Postprint version. Published in Innovations in Systems and Software Engineering, Volume 1, Issue 2, September 1, 2005, pages 116-124.
NOTE: At the time of publication, the author Alex Dekhtyar was not yet affiliated with Cal Poly.
The definitive version is available at https://doi.org/10.1007/s11334-005-0011-3.
To support debugging, maintenance, verification and validation (V&V) and/or independent V&V (IV&V), it is necessary to understand the relationship between defect reports and their related artifacts. For example, one cannot correct a code-related defect report without being able to find the code that is affected. Information retrieval (IR) techniques have been used effectively to trace textual artifacts to each other. This has generally been applied to the problem of dynamically generating a trace between artifacts in the software document hierarchy after the fact (after development has proceeded to at least the next lifecycle phase). The same techniques can also be used to trace textual artifacts of the software engineering lifecycle to defect reports.

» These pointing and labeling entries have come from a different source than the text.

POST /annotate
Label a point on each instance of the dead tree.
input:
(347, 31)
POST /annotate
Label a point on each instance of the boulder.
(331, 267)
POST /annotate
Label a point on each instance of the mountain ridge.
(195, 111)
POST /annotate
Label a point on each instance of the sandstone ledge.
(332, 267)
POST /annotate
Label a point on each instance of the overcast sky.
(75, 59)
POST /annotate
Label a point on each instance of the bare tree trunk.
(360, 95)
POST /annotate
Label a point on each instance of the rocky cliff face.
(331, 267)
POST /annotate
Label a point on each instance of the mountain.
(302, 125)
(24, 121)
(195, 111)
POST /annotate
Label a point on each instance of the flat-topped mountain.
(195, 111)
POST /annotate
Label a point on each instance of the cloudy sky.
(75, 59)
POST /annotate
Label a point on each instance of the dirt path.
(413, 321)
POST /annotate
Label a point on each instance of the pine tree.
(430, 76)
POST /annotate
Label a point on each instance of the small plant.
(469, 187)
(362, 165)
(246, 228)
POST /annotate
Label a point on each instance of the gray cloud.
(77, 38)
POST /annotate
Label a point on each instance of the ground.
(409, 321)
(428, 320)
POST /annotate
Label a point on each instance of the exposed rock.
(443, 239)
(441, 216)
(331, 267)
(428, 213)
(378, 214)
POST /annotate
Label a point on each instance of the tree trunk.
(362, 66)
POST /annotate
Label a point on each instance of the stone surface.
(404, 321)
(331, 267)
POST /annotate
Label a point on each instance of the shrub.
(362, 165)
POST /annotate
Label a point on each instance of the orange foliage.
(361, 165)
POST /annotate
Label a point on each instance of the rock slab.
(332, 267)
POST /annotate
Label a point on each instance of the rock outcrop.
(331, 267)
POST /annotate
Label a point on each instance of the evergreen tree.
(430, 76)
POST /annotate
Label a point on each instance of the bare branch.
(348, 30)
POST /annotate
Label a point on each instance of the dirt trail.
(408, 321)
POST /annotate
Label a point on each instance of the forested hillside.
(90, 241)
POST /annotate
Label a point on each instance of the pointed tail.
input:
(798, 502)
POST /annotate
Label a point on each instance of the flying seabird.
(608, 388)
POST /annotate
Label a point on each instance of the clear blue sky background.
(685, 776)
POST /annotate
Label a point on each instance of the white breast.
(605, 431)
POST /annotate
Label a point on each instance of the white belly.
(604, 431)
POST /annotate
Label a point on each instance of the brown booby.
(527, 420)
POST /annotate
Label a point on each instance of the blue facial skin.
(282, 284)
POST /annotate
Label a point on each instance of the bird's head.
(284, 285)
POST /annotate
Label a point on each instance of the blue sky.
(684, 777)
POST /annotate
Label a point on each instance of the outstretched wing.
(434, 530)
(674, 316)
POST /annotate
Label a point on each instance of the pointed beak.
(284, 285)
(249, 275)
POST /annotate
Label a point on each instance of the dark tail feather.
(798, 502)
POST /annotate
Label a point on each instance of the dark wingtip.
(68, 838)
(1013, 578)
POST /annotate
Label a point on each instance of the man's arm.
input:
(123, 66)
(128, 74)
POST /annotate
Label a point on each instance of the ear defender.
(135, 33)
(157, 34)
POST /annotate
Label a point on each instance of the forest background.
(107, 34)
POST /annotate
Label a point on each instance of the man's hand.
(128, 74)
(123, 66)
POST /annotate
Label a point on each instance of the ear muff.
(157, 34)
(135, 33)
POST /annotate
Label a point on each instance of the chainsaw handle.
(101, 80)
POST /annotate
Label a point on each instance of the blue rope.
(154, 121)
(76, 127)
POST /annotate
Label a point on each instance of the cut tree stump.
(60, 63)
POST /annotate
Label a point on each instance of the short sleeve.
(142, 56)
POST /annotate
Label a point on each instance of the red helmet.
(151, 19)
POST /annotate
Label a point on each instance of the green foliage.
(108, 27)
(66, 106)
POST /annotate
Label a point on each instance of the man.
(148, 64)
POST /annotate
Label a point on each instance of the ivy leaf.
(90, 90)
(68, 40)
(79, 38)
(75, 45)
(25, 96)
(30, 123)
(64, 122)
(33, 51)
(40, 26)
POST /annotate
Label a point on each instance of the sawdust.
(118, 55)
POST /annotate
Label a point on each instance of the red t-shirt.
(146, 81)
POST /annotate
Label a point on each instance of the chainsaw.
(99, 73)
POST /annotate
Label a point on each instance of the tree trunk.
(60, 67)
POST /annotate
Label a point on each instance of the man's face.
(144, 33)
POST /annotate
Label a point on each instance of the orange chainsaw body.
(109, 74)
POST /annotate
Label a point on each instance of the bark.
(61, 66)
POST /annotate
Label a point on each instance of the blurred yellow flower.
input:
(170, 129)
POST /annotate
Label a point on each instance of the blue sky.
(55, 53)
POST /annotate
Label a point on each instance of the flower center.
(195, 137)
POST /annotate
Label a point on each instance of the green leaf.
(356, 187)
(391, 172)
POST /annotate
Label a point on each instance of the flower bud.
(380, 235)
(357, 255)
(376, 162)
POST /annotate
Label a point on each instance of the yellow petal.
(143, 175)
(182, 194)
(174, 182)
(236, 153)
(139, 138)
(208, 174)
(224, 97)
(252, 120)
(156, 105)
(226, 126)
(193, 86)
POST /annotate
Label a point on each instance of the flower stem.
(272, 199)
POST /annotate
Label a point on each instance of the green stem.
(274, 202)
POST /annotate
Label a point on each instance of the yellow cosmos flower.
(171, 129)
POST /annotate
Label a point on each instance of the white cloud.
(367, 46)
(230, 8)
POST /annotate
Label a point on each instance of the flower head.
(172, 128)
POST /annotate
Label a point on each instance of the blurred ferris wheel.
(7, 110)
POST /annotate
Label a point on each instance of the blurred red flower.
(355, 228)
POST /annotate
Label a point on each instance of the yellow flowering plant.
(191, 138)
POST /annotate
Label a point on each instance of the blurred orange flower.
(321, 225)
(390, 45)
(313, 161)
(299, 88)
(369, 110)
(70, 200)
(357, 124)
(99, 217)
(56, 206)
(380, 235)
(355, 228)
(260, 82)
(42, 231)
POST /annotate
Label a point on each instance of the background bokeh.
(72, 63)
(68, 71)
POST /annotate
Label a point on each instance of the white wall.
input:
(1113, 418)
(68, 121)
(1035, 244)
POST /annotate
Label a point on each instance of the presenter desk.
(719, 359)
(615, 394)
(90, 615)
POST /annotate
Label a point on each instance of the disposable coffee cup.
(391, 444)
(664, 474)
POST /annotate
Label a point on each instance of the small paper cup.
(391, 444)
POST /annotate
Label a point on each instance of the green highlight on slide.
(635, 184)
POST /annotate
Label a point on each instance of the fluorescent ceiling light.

We have applied the term frequency–inverse document frequency (TF-IDF) technique with relevance feedback, as implemented in our requirements tracing on-target (RETRO) tool, to the problem of tracing textual requirement elements to related textual defect reports. We have evaluated the technique using a dataset for a NASA scientific instrument. We found that recall of over 85% and precision of 69%, and recall of 70% and precision of 99% could be achieved, respectively, on two subsets of the dataset.